I find that amazing, the disconnect between what is said and 
then what they are attempting to do.
    I think that we are going to see--I think they are going to 
figure out a way to give billionaires a tax cut that increases 
the debt by trillions of dollars. It is fascinating to me, 
because I got elected in February 1993. I have been around for 
a long time, City Council, State Assembly, State Senate, and 
now Congress, and you do see these cycles, and every time it is 
the same. You hear my colleagues on the other side talk about 
being fiscal hawks, and then when they are in charge they blow 
up the debt, they blow up the deficit. In fact, in my lifetime 
the only person that has ever balanced it is, of course, who, 
which President? Who is that?
    Chairman Lucas. A Republican Congress.
    Mr. Vargas. Yes, that is right. It was Bill Clinton. Bill 
Clinton. He made cuts and he increased taxes. It is the only 
time it has ever happened, it has been balanced in my lifetime, 
that I am aware of. Yet here we go once again.
    What did concern me though in all this conversation, and my 
question to you is, I was not quite aware of this as I should 
have been, that foreigners are buying less of our debt and more 
the groups that have more pressure, more debt leverage, more 
issues associated with wanting to have liquidity are buying our 
debt. Again, we cannot move our debt. As you have said, the 
only thing we can do is reprice it. That concerns me. It 
concerns me deeply. Could someone talk about that?
    Dr. Forbes, could you talk about that?
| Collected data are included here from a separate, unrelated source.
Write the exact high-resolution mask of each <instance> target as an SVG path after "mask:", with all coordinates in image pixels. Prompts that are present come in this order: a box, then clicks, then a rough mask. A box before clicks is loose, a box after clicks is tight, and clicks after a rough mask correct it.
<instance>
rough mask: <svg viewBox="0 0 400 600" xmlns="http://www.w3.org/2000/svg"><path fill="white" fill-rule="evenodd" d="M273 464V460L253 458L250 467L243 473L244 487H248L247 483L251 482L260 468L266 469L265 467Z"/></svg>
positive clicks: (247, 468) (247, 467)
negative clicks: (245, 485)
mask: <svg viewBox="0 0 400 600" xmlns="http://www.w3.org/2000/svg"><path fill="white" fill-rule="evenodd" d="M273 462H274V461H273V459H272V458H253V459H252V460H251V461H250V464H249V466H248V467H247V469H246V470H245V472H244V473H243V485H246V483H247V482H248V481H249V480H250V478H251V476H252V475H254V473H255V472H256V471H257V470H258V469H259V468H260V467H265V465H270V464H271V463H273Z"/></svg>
    Dr. Forbes. Yes. It is quite a remarkable shift in our 
market of how we are financing our debt, and, like so many 
things, there are pros and cons. When foreigners held a larger 
share of our debt, especially sovereign wealth funds, foreign 
central banks, they were pretty steady sources of demand. They 
sort of fixed them out, roughly, sort of every month, every 
year. It was pretty steady, even as markets went up and down, 
and volatility went up and down. So, it was a source of 
stability but then you are relying on foreigners to fund your 
debt, and there could be geopolitical issues, security issues, 
if that support dried up for whatever reason. Now, since more 
of the debt is purchased domestically, we are less vulnerable 
to if another country wants to sell our debt, which is 
positive. Also, the fact that more of the purchases of our debt 
are done by these leveraged investors through swaps and trades 
and derivatives actually means the market is quite liquid, and 
they do a good job of smoothing out small pricing 
discrepancies.
    It does make the market more efficient. They buy and sell 
quickly when the small price moves but that is the normal time. 
When there are big price moves, like we have seen in the last 
few days, they are so levered that then small moves that 
trigger margin calls or people to worry can trigger for sales 
that then cause much bigger market movements. So we are more 
vulnerable in that sense.
    Mr. Vargas. Thank you.
    Thank you, Mr. Chair.
    Chairman Lucas. Thank you.
    The chair would note, the last true fiscal conservative 
President was Dwight Eisenhower. That was a long time ago.
    I would like to thank all witnesses for their testimony 
today. Without objection, all--and note that Mr. Stutzman will 
submit written questions to the panel to be answered, and I ask 
for that by unanimous consent.
    Seeing no objection.
    Without objection, all members will have 5 legislative days 
to submit additional questions to the witnesses for the chair. 
The questions will be forwarded to the witnesses for their 
response.
    Witnesses, please respond no later than May 13. Thank you 
very much.
    This hearing is adjourned.

    [Whereupon, at 4:09 p.m., the Task Force was adjourned.]